Metabolic and chaperone gene loss marks the origin of animals: evidence for Hsp104 and Hsp78 chaperones sharing mitochondrial enzymes as clients.

Autor: Erives AJ; Department of Biology, University of Iowa, Iowa City, IA, 52242-1324, United States of America., Fassler JS; Department of Biology, University of Iowa, Iowa City, IA, 52242-1324, United States of America.
Jazyk: angličtina
Zdroj: PloS one [PLoS One] 2015 Feb 24; Vol. 10 (2), pp. e0117192. Date of Electronic Publication: 2015 Feb 24 (Print Publication: 2015).

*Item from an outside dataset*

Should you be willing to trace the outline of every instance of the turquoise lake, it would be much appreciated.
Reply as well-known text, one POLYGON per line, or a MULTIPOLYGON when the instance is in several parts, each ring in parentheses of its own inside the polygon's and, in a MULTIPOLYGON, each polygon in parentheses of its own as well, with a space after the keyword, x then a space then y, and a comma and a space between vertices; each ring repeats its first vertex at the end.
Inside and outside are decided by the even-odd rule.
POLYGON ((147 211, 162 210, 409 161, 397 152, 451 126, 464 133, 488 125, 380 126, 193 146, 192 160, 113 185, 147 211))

DOI: 10.1371/journal.pone.0117192
Abstrakt: The evolution of animals involved acquisition of an emergent gene repertoire for gastrulation. Whether loss of genes also co-evolved with this developmental reprogramming has not yet been addressed. Here, we identify twenty-four genetic functions that are retained in fungi and choanoflagellates but undetectable in animals. These lost genes encode: (i) sixteen distinct biosynthetic functions; (ii) the two ancestral eukaryotic ClpB disaggregases, Hsp78 and Hsp104, which function in the mitochondria and cytosol, respectively; and (iii) six other assorted functions. We present computational and experimental data that are consistent with a joint function for the differentially localized ClpB disaggregases, and with the possibility of a shared client/chaperone relationship between the mitochondrial Fe/S homoaconitase encoded by the lost LYS4 gene and the two ClpBs. Our analyses lead to the hypothesis that the evolution of gastrulation-based multicellularity in animals led to efficient extraction of nutrients from dietary sources, loss of natural selection for maintenance of energetically expensive biosynthetic pathways, and subsequent loss of their attendant ClpB chaperones.